In this blog we shall see some methods of Data Classification.
Identifying and classifying sensitive items that are under your organizations control is the first step in the Information Protection process. Microsoft 365 provides three ways of identifying items so that they can be classified:
1) Manually by users
This method requires human judgement and action. An admin may either use the pre-existing labels and sensitive information types or create their own and then publish them. Users and admins apply them to content as they come across the same or create it. You can then protect the content and manage it.
2) Automated pattern recognition, like sensitive information types
This category of classification mechanisms includes finding content by:
- Keywords or metadata values (keyword query language).
- Using previously identified patterns of sensitive information like social security, credit card or bank account numbers (Sensitive information type entity definitions).
- Recognizing an item because it’s a variation on a template (document finger printing). Currently this is a detection method applicable in Exchange Online only.
- Using the presence of exact strings (exact data match). Please note that this EDM feature is available only in the following licenses:
- Office 365 E5; Microsoft 365 E5 ; Microsoft 365 E5 Compliance ; Microsoft 365 / A5 Information Protection and Governance.
3) Machine learning or Classifiers
When you publish the classifier, it sorts through items in locations like SharePoint Online, Exchange, and OneDrive, and classifies the content.
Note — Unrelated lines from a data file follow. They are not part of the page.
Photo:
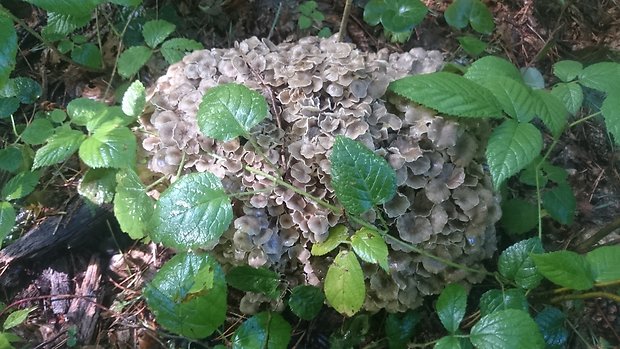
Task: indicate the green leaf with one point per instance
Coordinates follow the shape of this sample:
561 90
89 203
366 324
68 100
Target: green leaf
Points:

After you publish the classifier, you can continue to train it using a feedback process that is similar to the initial training process.
Classifiers only work with items that are not encrypted and are in English.
Microsoft 365 comes with five pre-trained classifiers:
- Offensive language
- Source Code
When the pre-trained Classifiers do not meet your needs, you can create & train your own Classifiers. There is significantly more work involved with creating your own, but they’ll be much better tailored to your organization’s needs.
For example, you could create trainable Classifiers for:
Legal documents – such as attorney client privilege, closing sets, statement of work.
Strategic business documents – like press releases, merger and acquisition, deals, business or marketing plans, intellectual property, patents, design docs.
Pricing information – like invoices, price quotes, work orders, bidding documents.
Financial information – such as organizational investments, quarterly or annual results.